Spectrograms and beyond!

It’s a pleasure to start the year (even though it’s already February) by celebrating the publication of a new paper from our lab. This time, it’s “Beyond Spectrograms: Rethinking Audio Classification from EnCodec’s Latent Space”. In this work, we ask the following question: what if the latent representation of a neural audio codec were used in an audio classification pipeline? What we’ve discovered will surprise you. Take a look at the paper and tell us what you think.
This work is one of the results of the thesis that Jorge Perianez-Pascual, a member of our lab, is working on. Interestingly, the concept of using EnCodec’s latent space for classification was initially described as bordering on unconventional, but our results demonstrate its effectiveness.
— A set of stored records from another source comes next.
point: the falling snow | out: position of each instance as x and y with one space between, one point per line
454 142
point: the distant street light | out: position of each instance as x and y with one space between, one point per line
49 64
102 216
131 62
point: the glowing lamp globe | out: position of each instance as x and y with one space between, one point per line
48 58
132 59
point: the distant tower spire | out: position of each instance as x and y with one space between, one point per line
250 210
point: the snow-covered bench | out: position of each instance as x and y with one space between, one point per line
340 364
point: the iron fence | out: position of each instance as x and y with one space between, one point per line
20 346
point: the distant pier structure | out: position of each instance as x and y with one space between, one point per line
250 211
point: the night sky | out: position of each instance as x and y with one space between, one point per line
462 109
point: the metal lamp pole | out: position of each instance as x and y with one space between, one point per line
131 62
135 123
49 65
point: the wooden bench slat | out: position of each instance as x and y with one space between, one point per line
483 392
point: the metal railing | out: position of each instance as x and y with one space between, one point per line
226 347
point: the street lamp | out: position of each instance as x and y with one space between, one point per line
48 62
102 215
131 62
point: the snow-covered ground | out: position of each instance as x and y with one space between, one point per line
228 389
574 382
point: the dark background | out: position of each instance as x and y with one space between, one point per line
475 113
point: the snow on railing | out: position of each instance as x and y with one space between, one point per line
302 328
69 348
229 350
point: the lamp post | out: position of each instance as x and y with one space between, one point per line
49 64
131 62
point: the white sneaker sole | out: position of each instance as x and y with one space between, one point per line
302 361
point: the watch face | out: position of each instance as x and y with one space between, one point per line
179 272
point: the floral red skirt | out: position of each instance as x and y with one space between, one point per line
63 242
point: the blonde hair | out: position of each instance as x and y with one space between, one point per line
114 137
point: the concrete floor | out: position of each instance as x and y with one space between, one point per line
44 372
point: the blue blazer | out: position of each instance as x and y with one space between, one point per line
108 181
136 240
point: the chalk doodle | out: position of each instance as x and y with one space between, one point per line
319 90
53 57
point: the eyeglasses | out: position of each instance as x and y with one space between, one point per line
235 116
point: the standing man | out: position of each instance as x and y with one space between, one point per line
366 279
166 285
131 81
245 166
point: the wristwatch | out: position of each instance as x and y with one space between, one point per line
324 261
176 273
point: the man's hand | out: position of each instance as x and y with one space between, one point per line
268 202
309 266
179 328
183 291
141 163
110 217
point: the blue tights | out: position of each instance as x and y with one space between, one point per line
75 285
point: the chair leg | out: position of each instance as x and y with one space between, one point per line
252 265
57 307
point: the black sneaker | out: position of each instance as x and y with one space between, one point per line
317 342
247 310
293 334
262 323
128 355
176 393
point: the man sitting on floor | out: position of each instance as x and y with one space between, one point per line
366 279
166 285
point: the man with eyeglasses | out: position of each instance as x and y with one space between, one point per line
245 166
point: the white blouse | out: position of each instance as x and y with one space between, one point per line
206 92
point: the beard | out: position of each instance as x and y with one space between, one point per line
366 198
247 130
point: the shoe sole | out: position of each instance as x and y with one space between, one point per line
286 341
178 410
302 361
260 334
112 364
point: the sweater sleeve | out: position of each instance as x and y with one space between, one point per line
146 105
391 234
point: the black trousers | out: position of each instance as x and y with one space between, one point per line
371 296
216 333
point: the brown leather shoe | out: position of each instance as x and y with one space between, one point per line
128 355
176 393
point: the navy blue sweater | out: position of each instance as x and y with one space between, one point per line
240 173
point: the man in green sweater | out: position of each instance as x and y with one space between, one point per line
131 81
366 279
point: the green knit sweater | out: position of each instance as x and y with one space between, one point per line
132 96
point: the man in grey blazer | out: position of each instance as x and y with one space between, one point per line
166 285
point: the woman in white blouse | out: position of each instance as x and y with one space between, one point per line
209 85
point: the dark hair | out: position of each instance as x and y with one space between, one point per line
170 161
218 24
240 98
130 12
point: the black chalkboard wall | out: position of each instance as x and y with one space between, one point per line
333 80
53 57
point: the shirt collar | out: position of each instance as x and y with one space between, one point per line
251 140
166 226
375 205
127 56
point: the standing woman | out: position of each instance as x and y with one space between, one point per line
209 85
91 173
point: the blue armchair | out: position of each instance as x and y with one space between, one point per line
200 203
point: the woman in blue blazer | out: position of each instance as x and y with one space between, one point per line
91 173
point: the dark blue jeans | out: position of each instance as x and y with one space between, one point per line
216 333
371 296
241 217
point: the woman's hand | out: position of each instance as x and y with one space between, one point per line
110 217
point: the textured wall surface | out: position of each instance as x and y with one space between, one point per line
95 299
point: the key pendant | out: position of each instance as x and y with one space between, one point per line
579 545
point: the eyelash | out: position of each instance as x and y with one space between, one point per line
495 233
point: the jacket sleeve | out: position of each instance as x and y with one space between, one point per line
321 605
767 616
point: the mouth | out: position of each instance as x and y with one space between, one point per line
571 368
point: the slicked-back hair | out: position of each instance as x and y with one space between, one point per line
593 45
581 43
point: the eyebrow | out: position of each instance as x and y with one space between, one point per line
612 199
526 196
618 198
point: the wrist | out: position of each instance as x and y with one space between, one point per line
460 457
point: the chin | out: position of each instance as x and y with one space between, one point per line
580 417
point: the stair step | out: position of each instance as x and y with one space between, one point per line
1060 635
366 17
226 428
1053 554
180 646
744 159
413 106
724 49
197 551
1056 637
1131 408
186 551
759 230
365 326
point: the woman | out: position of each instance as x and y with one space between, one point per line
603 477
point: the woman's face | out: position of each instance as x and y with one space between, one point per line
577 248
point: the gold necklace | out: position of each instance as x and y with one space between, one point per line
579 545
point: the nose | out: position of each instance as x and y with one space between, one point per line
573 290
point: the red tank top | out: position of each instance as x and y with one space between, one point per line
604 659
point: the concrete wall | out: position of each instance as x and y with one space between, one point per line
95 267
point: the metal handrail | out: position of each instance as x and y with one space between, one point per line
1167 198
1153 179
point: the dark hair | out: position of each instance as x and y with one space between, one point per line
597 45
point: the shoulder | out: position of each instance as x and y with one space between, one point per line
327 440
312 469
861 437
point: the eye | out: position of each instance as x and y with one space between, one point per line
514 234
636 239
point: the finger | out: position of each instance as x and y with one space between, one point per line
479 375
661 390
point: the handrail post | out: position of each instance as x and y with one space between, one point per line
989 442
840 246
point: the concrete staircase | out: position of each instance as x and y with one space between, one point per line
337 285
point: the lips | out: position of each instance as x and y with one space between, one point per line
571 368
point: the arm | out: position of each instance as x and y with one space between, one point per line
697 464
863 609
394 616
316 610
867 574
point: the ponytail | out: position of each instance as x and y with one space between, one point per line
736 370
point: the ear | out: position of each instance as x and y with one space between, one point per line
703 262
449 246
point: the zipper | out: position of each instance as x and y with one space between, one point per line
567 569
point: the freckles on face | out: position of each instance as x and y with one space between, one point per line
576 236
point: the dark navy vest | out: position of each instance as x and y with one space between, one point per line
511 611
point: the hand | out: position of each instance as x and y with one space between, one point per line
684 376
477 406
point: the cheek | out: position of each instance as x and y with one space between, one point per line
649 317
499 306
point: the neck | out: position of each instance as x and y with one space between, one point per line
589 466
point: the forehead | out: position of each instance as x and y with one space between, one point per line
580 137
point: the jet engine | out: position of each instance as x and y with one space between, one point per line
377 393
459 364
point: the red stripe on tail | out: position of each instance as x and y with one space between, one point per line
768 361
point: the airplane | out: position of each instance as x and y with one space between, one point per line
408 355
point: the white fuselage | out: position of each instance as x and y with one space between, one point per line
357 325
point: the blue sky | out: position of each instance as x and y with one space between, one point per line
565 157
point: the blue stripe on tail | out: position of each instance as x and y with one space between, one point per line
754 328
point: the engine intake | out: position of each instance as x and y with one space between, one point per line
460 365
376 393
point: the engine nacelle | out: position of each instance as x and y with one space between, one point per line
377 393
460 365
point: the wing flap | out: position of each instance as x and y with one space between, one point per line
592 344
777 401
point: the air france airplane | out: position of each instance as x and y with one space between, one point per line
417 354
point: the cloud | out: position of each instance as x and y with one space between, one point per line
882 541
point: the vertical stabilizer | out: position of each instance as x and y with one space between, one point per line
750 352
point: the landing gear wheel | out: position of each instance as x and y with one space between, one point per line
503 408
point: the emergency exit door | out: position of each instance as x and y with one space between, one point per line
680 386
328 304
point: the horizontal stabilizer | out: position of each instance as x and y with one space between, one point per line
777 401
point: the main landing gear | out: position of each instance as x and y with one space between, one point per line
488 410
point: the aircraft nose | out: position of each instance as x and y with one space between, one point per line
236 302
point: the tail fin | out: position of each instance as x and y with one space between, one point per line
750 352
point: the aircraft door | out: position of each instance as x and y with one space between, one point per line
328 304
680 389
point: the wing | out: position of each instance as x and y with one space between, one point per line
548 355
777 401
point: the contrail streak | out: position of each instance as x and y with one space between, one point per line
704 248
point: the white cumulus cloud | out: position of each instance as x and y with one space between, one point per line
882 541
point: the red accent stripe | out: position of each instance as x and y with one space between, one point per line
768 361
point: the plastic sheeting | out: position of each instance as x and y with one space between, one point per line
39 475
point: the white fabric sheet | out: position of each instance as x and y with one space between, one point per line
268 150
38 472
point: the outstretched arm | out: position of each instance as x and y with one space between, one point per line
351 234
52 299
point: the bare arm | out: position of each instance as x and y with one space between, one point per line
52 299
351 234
By going beyond traditional spectrogram-based methods, we discover new possibilities for more efficient and accurate audio classification.
This achievement would not have been possible without the collaboration of Álvaro Rubio Largo and Laura Escobar Encinas, two colleagues from the University of Extremadura who contributed their multidisciplinary expertise both during the development and experimentation process and in writing the paper.
Beyond Spectrograms is one of the outcomes of musicgenia, a project funded by Grant CPP2021-008491 from MICIU/AEI/10.13039/50100011033 and by the European Union through NextGenerationEU/PRTR. The main goal of musicgenia is to develop a cloud-based platform that offers AI-generated music as a service for content creators and media, both online (live music generation) and offline (pre-recorded music generation). The direct benefits of this platform include: (1) royalty-free music, (2) original music, (3) ease of finding suitable music for each content and (4) streaming music, with a flexible consumption model where you pay per second rather than per song.